August 10, 2014
Chronology of the Ebola Outbreak in West Africa
by
Paul Conton

I began this investigation expecting to find that the Sierra Leone Government, my government, was wholly responsible for the disaster unfolding in our country. The facts were indisputable: the outbreak had started in  the neighbouring republic of Guinea and our government had had two full months to prepare before the first case was discovered in Sierra Leone. And yet when Ebola entered, it swept through the country with ease, almost as if we were defenseless. From the start goverrnment figures were consistently lower than WHO's, and no one in authority would acknowledge the seriousness of the situation, even when we began to hear reports of entire villages decimated. Hundreds died, perhaps even thousands, no one knows. Eventually the goverrnment panicked at the scale of the emerging catastrophe, and once again we had to run to the international community for rescue. Once again our nation is threatened. Suitably patronizing and magnanimous, the world outside Africa is responding. Meanwhile, the Guinean government, although hard hit, has battled valiantly against the disease and has managed to contain it to some extent. In two short months, from May to July, our numbers of Ebola dead and crippled had risen from zero to far outstrip theirs. This was the difference between a sober-minded government and an incompetent one. This was how I saw it when I started this work.

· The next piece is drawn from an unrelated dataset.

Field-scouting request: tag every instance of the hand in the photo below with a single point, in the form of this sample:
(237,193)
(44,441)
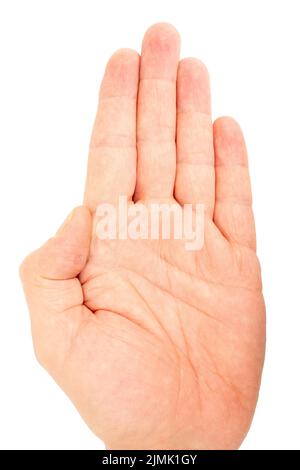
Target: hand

Our chronology begins with a terse statement on the WHO website Ebola section (https://www.who.int/csr/don/archive/disease/ebola/en/), dated March 23, 2014:

“The Ministry of Health (MoH) of Guinea has notified WHO of a rapidly evolving outbreak of Ebola virus disease (EVD) in forested areas of south-eastern Guinea. As of 22 March 2014, a total of 49 cases including 29 deaths (case fatality ratio: 59%) had been reported.”

Evidently the outbreak had started some time before this and the authorities in Conakry and at the WHO were not aware of it initially. Within the next two days the figures shoot up to 86 cases and 60 deaths.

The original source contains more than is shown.